Maintenance and upkeep of the road will be passed onto those members of the village that are chiefly in charge of road maintenance currently. The masons already possess the skills needed to keep the road running well. The road that Peace Corps repaired in a neighboring village is functioning under a very similar arrangement and is currently in great shape. Monitoring and evaluation of the project will be ongoing and primarily done by myself. I will get the different associations to keep track of the number of people whom are new participants from Dombala. Additionally, I will track the number of buyers/sellers using the Zana market that arrive on the improved road. Now that you know the work that the people of Zana are going to do, you probably want to know what you can do to help.

The people of Zana need a good road in order access available resources and have already invested a lot of time and planning into the project. However, we need your help in order to purchase the cement and rebar used in the repair of the road. Construction of the road requires three tons of cement at 125000CFA per ton for a total of 375000CFA in cement. Additionally, 45 bars of rebar #8 need to be purchased at 2000 CFA a bar for a total of 90000CFA. All together, partners need to supply 465000CFA in order to buy all the needed supplies. Using the current exchange rate of 501.73CFAs per dollar, the sum comes to $926.80. However, rumor is that the CFA will be devalued at the beginning on 2012 (which could lead to higher cement prices) and I've been advised to wait till early January to submit the final application for bureaucratic approval. If you are feeling the Christmas spirit and want to help some of the world's poorest people out, I'd ask you to set aside a little bit of money to donate to the project once it is up for donations. One hundred percent of whatever you donate will go to the construction of the bridge. There is no administrative costs and I will give regular updates as to the progress of the project. Oftentimes when you donate money to a charity and do not know what happens with your money after you give. With this you'll have an amazing and competent person that you know (me!) managing a project that will do lasting and concrete good to an entire community whom are willing to work for it! Additionally, the donation is tax deducible.
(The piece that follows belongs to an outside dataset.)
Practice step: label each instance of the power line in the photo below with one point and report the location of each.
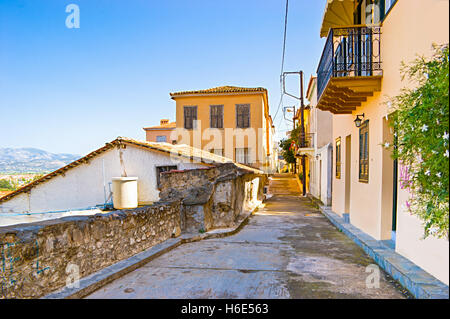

I bet you're just salivating at the prospect of donating, but you'll have to wait to early January :( Once the project is cleared to receive funding I will post a link on this blog to where you can donate.

In summarization, some people in Mali need your help to improve a road that is dangerous and impassible. Improving the road will improve access to markets, make it easier for kids to go to school, improve food security by improving access to a cereal bank and grinding mill and reduce risk of injury. Once the funding is in we can start work.